1. Jiang K, Ferguson CM, Ebrahimi B, Tang H, Kline TL, Burningham TA, Mishra PK, Grande JP, Macura SI, Lerman LO. Noninvasive Assessment of Renal Fibrosis with Magnetization Transfer MR Imaging: Validation and Evaluation in Murine Renal Artery Stenosis. Radiology 2017;283:77-86.
2. Jiang K, Ferguson CM, Woollard JR, Zhu X, Lerman LO. Magnetization Transfer Magnetic Resonance Imaging Noninvasively Detects Renal Fibrosis in Swine Atherosclerotic Renal Artery Stenosis at 3.0 T. Invest Radiol 2017;52:686-692.
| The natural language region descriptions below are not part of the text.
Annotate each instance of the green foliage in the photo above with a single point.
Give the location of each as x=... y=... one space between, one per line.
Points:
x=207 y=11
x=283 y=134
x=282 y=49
3. Sinclair CD, Samson RS, Thomas DL, Weiskopf N, Lutti A, Thornton JS, Golay X. Quantitative magnetization transfer in in vivo healthy human skeletal muscle at 3 T. Magn Reson Med 2010;64:1739-1748.
4. Skinner TE, Glover GH. An extended two-point Dixon algorithm for calculating separate water, fat, and B0 images. Magn Reson Med 1997;37:628-630.
5. Yarnykh VL. Actual flip-angle imaging in the pulsed steady state: a method for rapid three-dimensional mapping of the transmitted radiofrequency field. Magn Reson Med 2007;57:192-200.
6. Jiang K, Tang H, Mishra PK, Macura SI, Lerman LO. Measurement of Murine Single-Kidney Glomerular Filtration Rate Using Dynamic Contrast-Enhanced MRI. Magn Reson Med 2017.
7. Ramani A, Dalton C, Miller DH, Tofts PS, Barker GJ. Precise estimate of fundamental in-vivo MT parameters in human brain in clinically feasible times. Magn Reson Imaging 2002;20:721-731.